フランス遊学時代に、アナトール・フランスに感化されて、「古本露店」に足を運んだ話や、神田の古本屋でも手に入らなかった本を京都の古本屋で見つけた話、入手したあるフランス作家の本に一高生の欠席届が挟んであった話など、どれも「古本好き」にはたまらないエピソードとなっていた。
私自身、作家の「古本話」に触れたりすると、いてもたってもいられなくなって、古本屋に自転車を走らせることがある。また、近代日本の某哲学者のサインが書かれた本を手にして、「これは〇〇の蔵書だったのだろうか」と妄想したこともあった。
「古本のたのしみ」には、古本好きなら一度は経験したことのあるエピソードに満ちていた。

古本屋に行って、偶々、自分の本が書棚にあるのを見るのは、作家にとってあまり気持のいいものではない。
 特にそれが力をこめて書いた作品であると、
(どうして、いつまでも愛読してくれなかったのか)
 という不満が一寸、心に起るのはやむをえない。
 ウヌボれるなと自分で言いきかせてみるが、これは私だけでなく、すべての作家の気持であろう。
 逆に新本屋に行って、たまたま、私の著書を買ってくれている人を目撃すると、非常に嬉しい気のするのも人情であろう。その人の本で悦んでサインをしたい衝動にかられるぐらいである。
 逆に、しばらく私の本をとり出して、考えこんで、迷った揚句、また書棚に戻し、その隣にある別の本を買ってしまう読者をみると、
(チェッ)
 と舌打ちをするのも当然の話だ。
 作家など、聖人でも悟りをひらいた男でもないから、このくらいの感情はゆるしてもらいたい。
 いつだったか、こんなことがあった。
 Tホテルのティー・ルームでお茶をのんでいたら、一人の青年がつかつかと寄ってきて、
「あの……遠藤さんでしょうか」
 と声をかけてきた。
 私は自分の読者だと思ったから、平生の仏頂面を捨てて、出来るだけ愛想よく、
「ええ、そうですよ」
「あの……二分ほど、お話していいでしょうか」
「どうぞ、どうぞ」
 ファンは大事にせねばならぬ。私はボーイをよび、紅茶をもう一つ、彼のため注文してやったのである。
 ところが、この青年、
「遠藤さんは、北杜夫さんをよく御存知だそうですね」
「ええ。よく知っています」
「ぼくは、北さんの大ファンなんです。ですから北さんの話、きかせて下さい。あの人は実生活でもあんなに楽しい人ですか。本をよむと実に魅力的ですねえ」
 私のとってやった紅茶を飲みながら北、北と北の話ばかりする。
(チェッ)
 真実、私は胸中、舌打ちした。

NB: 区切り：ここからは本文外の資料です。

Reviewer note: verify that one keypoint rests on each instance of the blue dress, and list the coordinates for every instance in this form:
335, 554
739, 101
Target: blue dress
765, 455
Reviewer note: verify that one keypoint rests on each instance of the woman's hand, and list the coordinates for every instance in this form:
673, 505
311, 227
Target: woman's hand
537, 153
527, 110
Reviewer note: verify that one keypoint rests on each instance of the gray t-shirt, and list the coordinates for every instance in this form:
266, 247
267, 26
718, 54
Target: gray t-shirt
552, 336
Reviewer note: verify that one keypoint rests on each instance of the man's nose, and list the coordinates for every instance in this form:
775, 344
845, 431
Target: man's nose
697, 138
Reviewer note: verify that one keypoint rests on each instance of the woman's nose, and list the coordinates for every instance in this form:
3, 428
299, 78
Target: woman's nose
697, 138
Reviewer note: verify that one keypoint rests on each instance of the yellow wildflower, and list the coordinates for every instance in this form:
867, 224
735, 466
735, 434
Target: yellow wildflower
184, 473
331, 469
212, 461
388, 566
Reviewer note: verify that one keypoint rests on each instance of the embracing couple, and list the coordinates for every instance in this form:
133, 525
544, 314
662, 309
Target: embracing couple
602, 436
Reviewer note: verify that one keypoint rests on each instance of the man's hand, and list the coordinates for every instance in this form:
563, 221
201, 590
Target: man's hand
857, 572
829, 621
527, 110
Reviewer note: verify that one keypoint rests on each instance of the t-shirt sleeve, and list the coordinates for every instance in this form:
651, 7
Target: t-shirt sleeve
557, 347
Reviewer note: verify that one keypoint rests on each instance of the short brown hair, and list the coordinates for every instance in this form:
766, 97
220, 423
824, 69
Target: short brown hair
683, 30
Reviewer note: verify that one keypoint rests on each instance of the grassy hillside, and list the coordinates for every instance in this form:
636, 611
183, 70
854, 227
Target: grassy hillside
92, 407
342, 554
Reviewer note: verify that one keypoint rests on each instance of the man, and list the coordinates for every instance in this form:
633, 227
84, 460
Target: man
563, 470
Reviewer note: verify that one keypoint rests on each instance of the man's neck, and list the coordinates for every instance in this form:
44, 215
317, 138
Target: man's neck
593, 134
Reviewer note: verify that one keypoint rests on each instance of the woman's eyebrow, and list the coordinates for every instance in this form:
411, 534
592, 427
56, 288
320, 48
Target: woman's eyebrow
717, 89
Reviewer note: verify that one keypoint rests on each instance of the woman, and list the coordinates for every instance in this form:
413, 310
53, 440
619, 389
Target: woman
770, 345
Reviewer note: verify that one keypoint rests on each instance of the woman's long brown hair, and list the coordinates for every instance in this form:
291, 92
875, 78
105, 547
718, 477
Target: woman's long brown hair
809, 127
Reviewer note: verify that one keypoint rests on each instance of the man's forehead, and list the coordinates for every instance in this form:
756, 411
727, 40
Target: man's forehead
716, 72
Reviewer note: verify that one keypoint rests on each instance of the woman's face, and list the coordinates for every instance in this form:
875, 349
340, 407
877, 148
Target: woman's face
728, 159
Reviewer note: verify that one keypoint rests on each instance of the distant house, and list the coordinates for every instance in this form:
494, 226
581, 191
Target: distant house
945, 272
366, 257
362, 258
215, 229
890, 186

この紅茶代、北にまわしてやろうかと思ったぐらいだ。
「北さんて写真でも魅力的ですね」
「そうですかね」
 こちらは次第に仏頂面になっていく。
「あの人のマンボウもの、全部、持っているんです」
「そうですかね」
「実に、品のあるユーモアです」
「へえ。そうですかね」
「じゃ、ぼく、失礼しますけど」
 紅茶を飲みおわると彼は礼儀正しく頭をさげて、
「ごちそうさまでした。どうぞ、北さんにお会いになったら、健康に気をつけて、ますます、作品を書いて下さいと伝えてくれませんか」
 だれが伝えてやるもんかと、私はムッとした顔で彼を見送っていた。
 あとで考えてみると、この青年、私にわざとイヤがらせをしたのかもしれぬ。
」(P156~158)

二つ目の文章は、一作家の心情が赤裸々に語られているもので、非常に興味深い。
自分の作品が古本屋の棚に並んでいるのを見て、「どうして、いつまでも愛読してくれなかったのか」と溜息を漏らし、一方新刊書店で自著を手に取る人を見かけると、心から喜ぶ。そして、買うか買うまいか悩んで、結果的に購入しなかった人に遭遇したならば、「チェッ」と舌打ちするーー面白すぎる。
私は作家の書いた随筆や自伝などをよく読むのだが、案外自著の行く末を気にしている文章に出会ったことがない。同時代の作家や文芸評論家からの評価・批評を気にする人間は多いが、「古本屋に私の本が!!」と嘆く人間は目にしたことがなかった。もしかすると、遠藤と同じような考えを持っていた人はいたのかもしれないが、それをあえて口にするのは避けた方がいいと判断したのかもしれない。そういう意味で、今回の遠藤のエピソードは貴重であると言える。
「ファン」の最後では、遠藤周作に話しかけてきた青年が、ひたすら「北杜夫」について語り続けるという、遠藤からすれば苦々しいことこの上ないエピソードが紹介されている。「こんな失礼なことをする人間がいるのか……」と唖然とするとともに、必死に怒りを抑える遠藤周作の姿に、思わず笑ってしまった。

近いうちに、また遠藤周作の作品を読み直してみたい。